Myc influences glutamine metabolism to induce autophagy in tumorigenesis

Drosophila melanogaster is a valuable model for studying various aspects of human cancer, including proliferative capacity, invasiveness and metabolic adaptation typical of tumour cells to support cell growth. One of the major players in this process is Myc, which can promote tumorigenesis by triggering a metabolic reprogramming that allows cells to produce macromolecules, by modulating glycolytic flux, glutaminolysis, lipidogenesis, and autophagy. The process by which hyperproliferative cells undergo metabolic reprogramming to sustain growth can be recapitulated in the epithelial cells from Drosophila imaginal discs, where different levels of Myc induce cell competition.
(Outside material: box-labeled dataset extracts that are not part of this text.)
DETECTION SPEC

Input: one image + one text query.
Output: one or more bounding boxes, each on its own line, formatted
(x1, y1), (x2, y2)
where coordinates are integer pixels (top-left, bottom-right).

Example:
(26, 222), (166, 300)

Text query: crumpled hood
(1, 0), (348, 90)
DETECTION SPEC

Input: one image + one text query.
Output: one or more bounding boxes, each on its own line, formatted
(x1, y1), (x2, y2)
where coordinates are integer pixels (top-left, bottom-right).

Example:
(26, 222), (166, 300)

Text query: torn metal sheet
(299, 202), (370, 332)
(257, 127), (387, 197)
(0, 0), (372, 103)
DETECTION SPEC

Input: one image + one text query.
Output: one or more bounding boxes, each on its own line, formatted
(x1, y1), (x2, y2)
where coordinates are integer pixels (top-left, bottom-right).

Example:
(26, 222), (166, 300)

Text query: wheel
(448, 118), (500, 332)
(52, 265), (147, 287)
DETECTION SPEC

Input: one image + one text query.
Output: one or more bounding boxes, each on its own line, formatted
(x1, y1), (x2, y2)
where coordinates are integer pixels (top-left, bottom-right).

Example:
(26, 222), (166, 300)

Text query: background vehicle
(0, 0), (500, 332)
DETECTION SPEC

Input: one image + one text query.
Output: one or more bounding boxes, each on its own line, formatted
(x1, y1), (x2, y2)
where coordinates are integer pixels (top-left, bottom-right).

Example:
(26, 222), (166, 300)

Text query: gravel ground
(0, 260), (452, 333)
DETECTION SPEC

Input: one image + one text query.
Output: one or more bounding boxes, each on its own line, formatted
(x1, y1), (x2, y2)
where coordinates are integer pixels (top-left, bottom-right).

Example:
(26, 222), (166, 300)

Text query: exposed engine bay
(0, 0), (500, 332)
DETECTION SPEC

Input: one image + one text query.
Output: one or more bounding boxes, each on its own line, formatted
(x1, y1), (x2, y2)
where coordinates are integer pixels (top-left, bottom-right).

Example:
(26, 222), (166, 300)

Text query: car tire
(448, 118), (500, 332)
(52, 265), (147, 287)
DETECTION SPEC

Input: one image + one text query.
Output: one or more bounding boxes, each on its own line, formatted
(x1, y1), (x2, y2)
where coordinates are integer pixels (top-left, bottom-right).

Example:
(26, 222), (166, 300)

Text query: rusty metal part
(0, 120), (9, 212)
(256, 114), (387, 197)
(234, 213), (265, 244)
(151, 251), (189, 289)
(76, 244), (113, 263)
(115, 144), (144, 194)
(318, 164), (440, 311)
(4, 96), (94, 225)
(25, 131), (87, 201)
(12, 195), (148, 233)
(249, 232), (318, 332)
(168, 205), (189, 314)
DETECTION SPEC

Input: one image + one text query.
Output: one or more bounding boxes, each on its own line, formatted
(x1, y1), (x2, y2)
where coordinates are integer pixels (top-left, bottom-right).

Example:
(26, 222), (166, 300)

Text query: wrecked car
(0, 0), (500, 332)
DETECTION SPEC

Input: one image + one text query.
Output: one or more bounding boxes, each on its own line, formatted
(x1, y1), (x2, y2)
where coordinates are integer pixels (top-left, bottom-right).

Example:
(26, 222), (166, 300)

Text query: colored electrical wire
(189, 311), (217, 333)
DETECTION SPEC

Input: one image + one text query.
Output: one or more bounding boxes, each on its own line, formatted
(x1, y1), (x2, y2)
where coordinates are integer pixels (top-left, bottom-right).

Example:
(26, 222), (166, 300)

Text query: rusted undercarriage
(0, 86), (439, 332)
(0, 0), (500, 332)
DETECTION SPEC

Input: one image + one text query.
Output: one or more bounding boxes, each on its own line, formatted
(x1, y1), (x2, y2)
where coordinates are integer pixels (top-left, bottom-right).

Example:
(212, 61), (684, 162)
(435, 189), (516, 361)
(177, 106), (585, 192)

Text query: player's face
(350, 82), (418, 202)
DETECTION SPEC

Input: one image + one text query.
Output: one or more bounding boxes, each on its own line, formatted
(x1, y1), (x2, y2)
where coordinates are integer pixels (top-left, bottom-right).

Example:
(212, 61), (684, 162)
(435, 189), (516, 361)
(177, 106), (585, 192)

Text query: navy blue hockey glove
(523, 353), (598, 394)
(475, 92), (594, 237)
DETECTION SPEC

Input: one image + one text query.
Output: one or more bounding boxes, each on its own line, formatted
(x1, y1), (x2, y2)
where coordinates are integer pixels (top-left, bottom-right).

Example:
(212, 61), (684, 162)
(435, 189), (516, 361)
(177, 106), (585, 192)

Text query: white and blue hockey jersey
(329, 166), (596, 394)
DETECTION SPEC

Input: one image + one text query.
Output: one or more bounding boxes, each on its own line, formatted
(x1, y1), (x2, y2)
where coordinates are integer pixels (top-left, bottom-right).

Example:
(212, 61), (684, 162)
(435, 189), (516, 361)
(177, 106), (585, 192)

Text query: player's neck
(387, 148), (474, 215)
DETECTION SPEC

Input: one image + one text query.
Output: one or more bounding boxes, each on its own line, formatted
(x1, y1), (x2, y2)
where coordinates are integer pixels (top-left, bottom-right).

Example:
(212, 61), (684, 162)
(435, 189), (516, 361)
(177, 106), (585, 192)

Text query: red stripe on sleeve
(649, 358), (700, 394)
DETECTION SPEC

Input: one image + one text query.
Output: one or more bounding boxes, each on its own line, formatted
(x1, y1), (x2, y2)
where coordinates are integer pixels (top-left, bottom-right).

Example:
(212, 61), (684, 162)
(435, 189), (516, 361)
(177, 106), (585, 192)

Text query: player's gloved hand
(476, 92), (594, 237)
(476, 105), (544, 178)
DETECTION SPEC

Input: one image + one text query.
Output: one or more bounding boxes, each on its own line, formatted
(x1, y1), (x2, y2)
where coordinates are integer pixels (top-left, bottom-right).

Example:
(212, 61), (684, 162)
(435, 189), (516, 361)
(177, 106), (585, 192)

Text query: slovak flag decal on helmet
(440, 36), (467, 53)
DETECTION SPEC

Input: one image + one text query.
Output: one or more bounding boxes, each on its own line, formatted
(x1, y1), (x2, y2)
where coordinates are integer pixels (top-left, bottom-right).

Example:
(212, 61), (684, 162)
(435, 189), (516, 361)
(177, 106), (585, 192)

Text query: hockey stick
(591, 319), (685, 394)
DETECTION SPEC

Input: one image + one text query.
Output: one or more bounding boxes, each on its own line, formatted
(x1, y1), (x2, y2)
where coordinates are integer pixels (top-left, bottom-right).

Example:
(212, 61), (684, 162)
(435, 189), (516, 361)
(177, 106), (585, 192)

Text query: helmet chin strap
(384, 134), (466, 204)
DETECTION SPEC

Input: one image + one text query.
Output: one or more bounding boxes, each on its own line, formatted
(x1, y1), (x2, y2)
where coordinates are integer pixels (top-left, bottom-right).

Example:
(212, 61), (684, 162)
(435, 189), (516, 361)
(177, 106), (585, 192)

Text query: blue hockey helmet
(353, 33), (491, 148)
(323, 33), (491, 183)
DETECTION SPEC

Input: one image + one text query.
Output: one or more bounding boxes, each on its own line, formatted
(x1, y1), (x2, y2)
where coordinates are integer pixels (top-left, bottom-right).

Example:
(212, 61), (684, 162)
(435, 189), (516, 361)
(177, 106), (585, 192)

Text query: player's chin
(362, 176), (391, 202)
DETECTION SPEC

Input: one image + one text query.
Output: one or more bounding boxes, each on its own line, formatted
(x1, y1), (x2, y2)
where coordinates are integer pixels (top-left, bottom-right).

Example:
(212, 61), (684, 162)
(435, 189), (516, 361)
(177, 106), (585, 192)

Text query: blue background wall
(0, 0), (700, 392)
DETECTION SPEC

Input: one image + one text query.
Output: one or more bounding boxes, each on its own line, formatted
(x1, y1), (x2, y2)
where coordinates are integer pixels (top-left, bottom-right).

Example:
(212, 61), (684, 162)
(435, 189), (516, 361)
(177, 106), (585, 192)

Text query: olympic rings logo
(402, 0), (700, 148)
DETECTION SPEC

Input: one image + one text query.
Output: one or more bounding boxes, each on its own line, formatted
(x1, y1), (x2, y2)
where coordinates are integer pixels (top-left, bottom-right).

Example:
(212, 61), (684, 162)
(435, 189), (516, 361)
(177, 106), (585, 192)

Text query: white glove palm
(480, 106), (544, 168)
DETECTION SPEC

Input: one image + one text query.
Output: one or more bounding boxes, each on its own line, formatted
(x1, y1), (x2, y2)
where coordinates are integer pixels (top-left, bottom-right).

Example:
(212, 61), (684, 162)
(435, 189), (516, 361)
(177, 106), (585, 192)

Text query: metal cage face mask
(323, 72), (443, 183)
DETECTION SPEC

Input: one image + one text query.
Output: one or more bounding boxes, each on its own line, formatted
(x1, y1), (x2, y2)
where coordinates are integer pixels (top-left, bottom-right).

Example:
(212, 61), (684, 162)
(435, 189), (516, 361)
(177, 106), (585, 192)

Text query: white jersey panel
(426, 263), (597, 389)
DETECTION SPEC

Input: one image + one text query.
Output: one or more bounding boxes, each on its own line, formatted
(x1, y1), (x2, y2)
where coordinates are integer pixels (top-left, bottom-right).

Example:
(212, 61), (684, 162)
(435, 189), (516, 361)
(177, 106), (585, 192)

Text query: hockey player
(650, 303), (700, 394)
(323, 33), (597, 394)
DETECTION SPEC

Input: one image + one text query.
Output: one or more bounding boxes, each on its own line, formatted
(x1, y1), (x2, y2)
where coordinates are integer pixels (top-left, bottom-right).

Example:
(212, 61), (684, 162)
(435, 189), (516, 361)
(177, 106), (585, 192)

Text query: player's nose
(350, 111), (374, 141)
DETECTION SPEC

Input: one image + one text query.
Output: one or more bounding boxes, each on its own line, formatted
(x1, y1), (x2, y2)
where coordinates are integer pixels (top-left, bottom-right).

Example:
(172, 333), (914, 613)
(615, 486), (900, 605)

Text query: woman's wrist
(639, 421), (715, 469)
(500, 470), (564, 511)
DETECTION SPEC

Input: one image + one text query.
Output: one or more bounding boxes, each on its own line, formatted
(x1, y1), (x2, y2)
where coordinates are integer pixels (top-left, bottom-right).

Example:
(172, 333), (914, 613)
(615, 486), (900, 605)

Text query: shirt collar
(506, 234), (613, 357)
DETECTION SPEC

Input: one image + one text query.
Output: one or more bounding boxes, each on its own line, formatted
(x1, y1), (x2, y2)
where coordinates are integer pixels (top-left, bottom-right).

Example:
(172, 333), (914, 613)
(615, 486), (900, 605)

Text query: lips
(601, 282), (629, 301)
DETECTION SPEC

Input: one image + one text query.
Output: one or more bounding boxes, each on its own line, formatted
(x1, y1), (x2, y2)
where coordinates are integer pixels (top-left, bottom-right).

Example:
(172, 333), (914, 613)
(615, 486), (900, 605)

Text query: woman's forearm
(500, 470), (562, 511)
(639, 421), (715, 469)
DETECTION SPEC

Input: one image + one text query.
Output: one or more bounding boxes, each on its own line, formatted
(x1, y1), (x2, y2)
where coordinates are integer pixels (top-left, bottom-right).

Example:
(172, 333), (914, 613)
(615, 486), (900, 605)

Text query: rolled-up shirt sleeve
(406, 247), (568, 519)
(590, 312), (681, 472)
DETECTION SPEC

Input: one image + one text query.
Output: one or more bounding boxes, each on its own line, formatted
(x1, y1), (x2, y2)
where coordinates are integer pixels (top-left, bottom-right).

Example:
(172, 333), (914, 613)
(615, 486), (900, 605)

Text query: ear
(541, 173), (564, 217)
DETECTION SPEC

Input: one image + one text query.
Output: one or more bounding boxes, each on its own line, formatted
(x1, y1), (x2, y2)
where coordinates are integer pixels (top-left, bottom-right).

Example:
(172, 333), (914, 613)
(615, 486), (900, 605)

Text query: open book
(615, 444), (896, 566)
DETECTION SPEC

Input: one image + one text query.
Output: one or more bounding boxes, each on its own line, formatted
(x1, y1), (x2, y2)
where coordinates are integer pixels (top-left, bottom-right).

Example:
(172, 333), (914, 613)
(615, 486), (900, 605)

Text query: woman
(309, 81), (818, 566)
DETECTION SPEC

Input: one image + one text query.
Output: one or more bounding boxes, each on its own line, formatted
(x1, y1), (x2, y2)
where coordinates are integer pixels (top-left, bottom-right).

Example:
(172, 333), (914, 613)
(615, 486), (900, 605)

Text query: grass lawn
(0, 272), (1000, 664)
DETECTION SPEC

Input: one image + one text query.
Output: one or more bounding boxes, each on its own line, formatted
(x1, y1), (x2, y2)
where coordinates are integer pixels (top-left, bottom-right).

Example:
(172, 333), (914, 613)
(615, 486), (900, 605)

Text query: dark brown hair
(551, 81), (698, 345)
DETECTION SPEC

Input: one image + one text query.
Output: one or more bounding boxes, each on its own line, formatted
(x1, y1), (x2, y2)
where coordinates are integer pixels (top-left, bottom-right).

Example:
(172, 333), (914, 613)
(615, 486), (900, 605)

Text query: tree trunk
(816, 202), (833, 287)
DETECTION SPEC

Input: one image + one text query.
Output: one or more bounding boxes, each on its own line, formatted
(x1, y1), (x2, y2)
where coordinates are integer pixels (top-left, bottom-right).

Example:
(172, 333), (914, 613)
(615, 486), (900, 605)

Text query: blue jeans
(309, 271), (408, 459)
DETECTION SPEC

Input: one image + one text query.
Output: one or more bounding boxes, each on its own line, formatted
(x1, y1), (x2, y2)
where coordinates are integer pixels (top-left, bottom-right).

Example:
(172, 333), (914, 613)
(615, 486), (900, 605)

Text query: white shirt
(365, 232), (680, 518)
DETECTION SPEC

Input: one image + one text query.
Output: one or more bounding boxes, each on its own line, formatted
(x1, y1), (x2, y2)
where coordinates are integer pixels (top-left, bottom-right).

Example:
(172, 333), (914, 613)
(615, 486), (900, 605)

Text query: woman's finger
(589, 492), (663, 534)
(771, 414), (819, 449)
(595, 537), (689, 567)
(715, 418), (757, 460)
This process is a mechanism for selection of cells expressing higher level of Myc that acquire a super-competitor condition, with the ability to non-autonomously kill the neighbouring slow-growing cells. The direct connection between Myc, glutamine metabolism and autophagy and their role in competitive events between cancerous cells and wild type cells have not been clearly explained; therefore, the main purpose of this project is to determine a plausible link between Myc and autophagy, by examining the dependency of Myc-induced autophagy on glutaminase and major regulators of autophagy, such as TOR, Atg1, Atg5 and ammonia, a by-product of glutamine catabolism, by dissecting these mechanisms both in normal epithelial clones and hyperproliferating RasV12 -expressing cells. Our results show that Myc promotes the transcription of glutamine-related genes and the production of ammonia, and that glutaminase is necessary for Myc-induced autophagy in epithelial cells of clones of the wing imaginal discs, with a mechanism independent from TOR and Atg1. Conversely, the effect of Myc on autophagy induction is mediated by Atg5. We then investigated the contribute of Myc in autophagy in RasV12-transformed cells, that upregulate Myc to sustain growth and hyperproliferation. Intriguingly, our data report that autophagy is increased non-autonomously in neighbouring wild type cells, and that this non-autonomous RasV12-driven autophagic flux depends on Myc activity. Moreover, downregulation of glutaminase in RasV12-expressing cells significantly reduces non-autonomous autophagy. Collectively, our results give new insights on how glutamine metabolism can contribute to Myc-induced autophagy and how this enhances cancerous cell fitness.